Portées par la montée en puissance des exportations de pétrole brut, d’or et de gaz naturel liquéfié, les ventes extérieures du Sénégal ont fortement accéléré en mars 2026. Cette dynamique a permis au pays d’enregistrer un excédent commercial de 183,8 milliards de FCFA, après un déficit le mois précédent.
L’économie sénégalaise bénéficie pleinement de la montée en régime de ses exportations extractives. En mars 2026, les exportations de biens ont atteint 713,4 milliards de FCFA, en hausse de 57,4 % par rapport au mois précédent.
Le pétrole brut demeure le principal moteur de cette dynamique. Les ventes à l’international ont progressé à 227,5 milliards de FCFA contre 142,3 milliards en février. Les exportations d’or non monétaire ont également fortement accéléré, atteignant 162,9 milliards de FCFA après 90,7 milliards le mois précédent.
Le secteur des phosphates participe aussi à cette performance. Les exportations d’acide phosphorique ont représenté 55,3 milliards de FCFA en mars, alors qu’elles étaient quasiment inexistantes en février. De son côté, le gaz naturel liquéfié a généré 30,7 milliards de FCFA d’exportations contre 17,8 milliards auparavant.
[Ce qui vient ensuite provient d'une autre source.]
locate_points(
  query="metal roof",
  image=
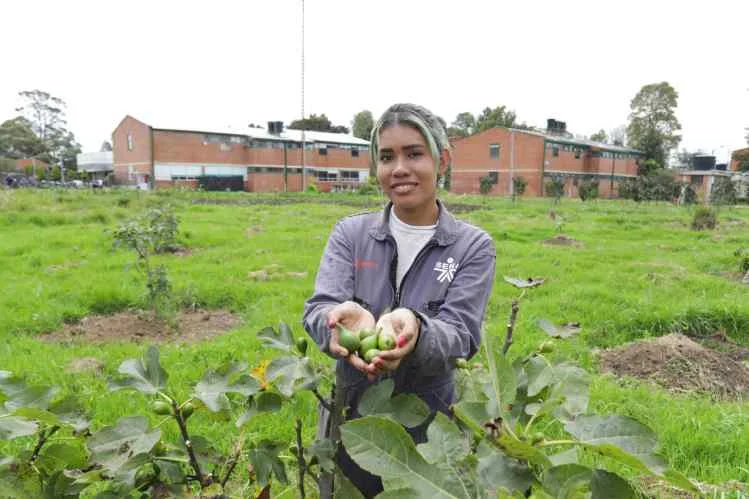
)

Quelques secteurs industriels affichent toutefois un ralentissement. Les ventes extérieures de ciment hydraulique ont reculé à 11,8 milliards de FCFA contre 14,6 milliards en février, tandis que celles de titane sont revenues à 4,9 milliards de FCFA.
En glissement annuel, les exportations progressent de 73,3 %. Sur l’ensemble du premier trimestre, elles atteignent 1 579,2 milliards de FCFA, soit une hausse de 13,9 % comparativement à la même période de 2025.
Les importations évoluent, elles, à un rythme nettement plus modéré. En mars 2026, elles se sont élevées à 529,6 milliards de FCFA, en progression de 3,2 % sur un mois.
Cette hausse est principalement portée par les achats de riz, qui ont atteint 37,6 milliards de FCFA contre 13,2 milliards en février. Les importations de froment et méteil ont également fortement augmenté à 24,2 milliards de FCFA, tout comme celles d’engrais, passées de 1 milliard à 20 milliards de FCFA.
En parallèle, la facture énergétique s’est allégée. Les importations de pétrole brut ont chuté à 45,9 milliards de FCFA contre 78,7 milliards un mois plus tôt. Les achats de produits pétroliers raffinés ont également diminué à 98,9 milliards de FCFA.
Comparées à mars 2025, les importations enregistrent une baisse de 1,8 %. Leur cumul au premier trimestre ressort à 1 567,7 milliards de FCFA, soit un recul de 15,1 % sur un an.
Cette combinaison entre envolée des exportations et maîtrise des importations a profondément amélioré les comptes extérieurs du pays. La balance commerciale du Sénégal affiche ainsi un excédent de 183,8 milliards de FCFA en mars, après un déficit de 60,1 milliards le mois précédent.
Le redressement est particulièrement marqué dans les échanges avec la Suisse, où l’excédent commercial atteint 156,3 milliards de FCFA, ainsi qu’avec les Pays-Bas, où il grimpe à 150,9 milliards. Les relations commerciales avec l’Espagne et l’Inde se sont également améliorées.
À l’inverse, les déficits vis-à-vis de l’Allemagne, de la Thaïlande et de l’Argentine se sont creusés.
Au total, le Sénégal enregistre à fin mars 2026 un excédent commercial cumulé de 11,5 milliards de FCFA, alors qu’il affichait encore un déficit de 460,5 milliards de FCFA à la même période en 2025. Un basculement qui confirme l’impact croissant des hydrocarbures sur les équilibres macroéconomiques du pays.